ArcadeDB 26.5.1 Release Notes

Overview

ArcadeDB 26.5.1 is a major release with over 270 commits and 128 resolved issues. The headline news is the new sparse vector index with server-side hybrid retrieval and INT8 quantization end-to-end, a huge wave of OpenCypher correctness fixes, query partitioning, a new EXTERNAL property storage layout for heavy values, plus a long list of HA, wire-protocol, and Studio improvements.

Major Highlights

Sparse Vector Index + Hybrid Retrieval

A brand-new LSM_SPARSE_VECTOR index brings sparse-embedding retrieval (BM25/SPLADE-style) directly into the engine, with server-side fusion of dense and sparse results and diversified top-K. (#4065, #4066, #4067, #4068, #4070, #4078, #4119, #4130)

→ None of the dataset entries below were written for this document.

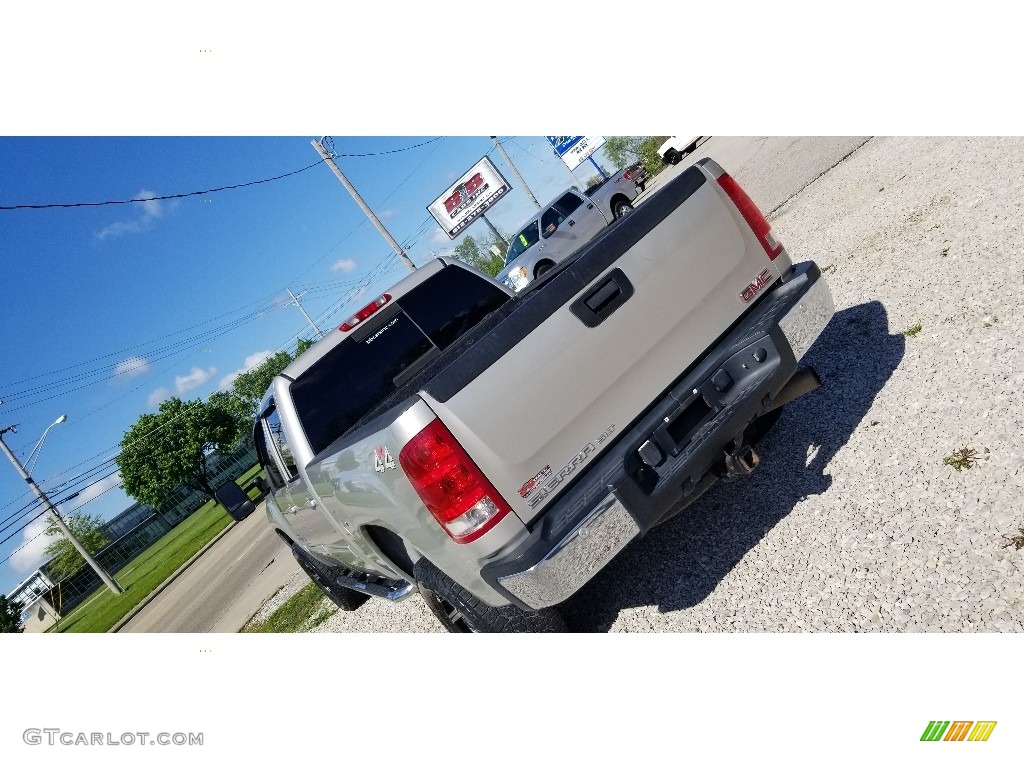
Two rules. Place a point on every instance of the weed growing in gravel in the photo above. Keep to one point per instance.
(1017, 542)
(963, 459)
(294, 614)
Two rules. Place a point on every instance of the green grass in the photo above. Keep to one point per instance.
(963, 459)
(296, 613)
(147, 570)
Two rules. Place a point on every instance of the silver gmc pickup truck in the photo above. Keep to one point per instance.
(564, 225)
(493, 451)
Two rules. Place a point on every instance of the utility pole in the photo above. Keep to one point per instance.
(295, 300)
(494, 229)
(329, 159)
(107, 579)
(515, 171)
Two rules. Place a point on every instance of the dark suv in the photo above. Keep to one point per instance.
(637, 173)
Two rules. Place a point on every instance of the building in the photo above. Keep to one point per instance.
(131, 532)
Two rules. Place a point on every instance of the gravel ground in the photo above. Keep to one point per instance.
(853, 522)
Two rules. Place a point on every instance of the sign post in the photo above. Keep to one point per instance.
(574, 150)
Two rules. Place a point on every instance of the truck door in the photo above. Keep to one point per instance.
(582, 217)
(558, 238)
(287, 487)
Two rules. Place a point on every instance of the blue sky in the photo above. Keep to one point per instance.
(110, 309)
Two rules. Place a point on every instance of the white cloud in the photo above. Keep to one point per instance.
(24, 561)
(344, 265)
(439, 238)
(197, 377)
(131, 367)
(158, 396)
(252, 361)
(146, 213)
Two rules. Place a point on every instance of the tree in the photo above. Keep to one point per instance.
(10, 615)
(90, 534)
(170, 448)
(252, 385)
(625, 151)
(480, 255)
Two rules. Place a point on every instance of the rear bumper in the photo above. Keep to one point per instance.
(673, 453)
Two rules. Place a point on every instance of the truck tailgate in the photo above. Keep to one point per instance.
(600, 340)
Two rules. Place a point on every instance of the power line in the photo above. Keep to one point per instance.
(160, 197)
(205, 192)
(134, 347)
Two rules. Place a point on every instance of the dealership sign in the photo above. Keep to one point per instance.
(574, 150)
(467, 199)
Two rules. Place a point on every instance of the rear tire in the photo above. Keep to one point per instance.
(320, 574)
(459, 610)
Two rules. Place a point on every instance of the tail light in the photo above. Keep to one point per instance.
(752, 215)
(369, 309)
(452, 486)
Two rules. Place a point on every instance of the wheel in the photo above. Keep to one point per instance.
(344, 598)
(459, 610)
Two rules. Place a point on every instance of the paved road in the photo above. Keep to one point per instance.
(225, 586)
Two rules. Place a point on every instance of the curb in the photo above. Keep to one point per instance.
(167, 582)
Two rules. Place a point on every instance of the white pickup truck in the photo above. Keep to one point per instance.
(564, 225)
(494, 451)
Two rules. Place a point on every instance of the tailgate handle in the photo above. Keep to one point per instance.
(600, 301)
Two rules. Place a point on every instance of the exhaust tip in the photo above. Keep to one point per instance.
(741, 462)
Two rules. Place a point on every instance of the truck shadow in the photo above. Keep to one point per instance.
(678, 564)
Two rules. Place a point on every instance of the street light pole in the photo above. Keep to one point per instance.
(107, 579)
(34, 456)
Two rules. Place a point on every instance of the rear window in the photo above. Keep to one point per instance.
(367, 368)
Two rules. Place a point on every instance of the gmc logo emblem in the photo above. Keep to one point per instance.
(752, 290)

New index type LSM_SPARSE_VECTOR for sparse-embedding retrieval.
vector.fuse(...) server-side hybrid fusion with RRF, DBSF and LINEAR strategies.
vector.neighbors(...) gains groupBy / groupSize options for diversified retrieval, including dotted nested-field grouping (#4072) and traversal-integrated grouping (#4071).
WAND / BlockMax-WAND dynamic pruning to scale sparse retrieval to 100M+ documents.
Sparse-vector partitioning so a single index can be sharded by tenant / domain.
Reranker SQL functions for two-stage retrieval pipelines.
Bolt and HTTP wire support for the new sparse vector type, including $bytes / $int8 markers for INT8 query vectors.

INT8 Quantization for Dense Vectors

End-to-end INT8 support across the dense vector pipeline: ingest, storage and query path now share the same 8-bit representation, dramatically reducing disk and RSS without going through the FP32 path. (#3143, #4132, #4133, #4135, #4136)

EXTERNAL Property Storage

New paired-bucket layout for heavy property values (vectors, large strings, JSON). Hot row data stays compact in the main bucket while bulky payloads live in a sibling external bucket, sharply reducing scan cost on wide records. (#4027, #4028)

Query Partitioning

Query-level partitioning lands together with a partition-aware planner that prunes pruned partitions from SQL and Cypher plans, plus integrity guardrails for partitioned types. (#4087, #4088)

HA: Offline Cluster Bootstrap

You can now bootstrap a fresh HA cluster from a pre-seeded database (snapshot-and-restore), avoiding a full re-replication of large datasets when expanding or rebuilding a cluster. Includes regression integration tests for the cluster-formation edge cases. (#4147, #4205)

Production-Ready Helm Chart

The Helm chart has been reworked to align with the Raft-based HA subsystem introduced in 26.4.2 and is now suitable for production rollouts. (#4035)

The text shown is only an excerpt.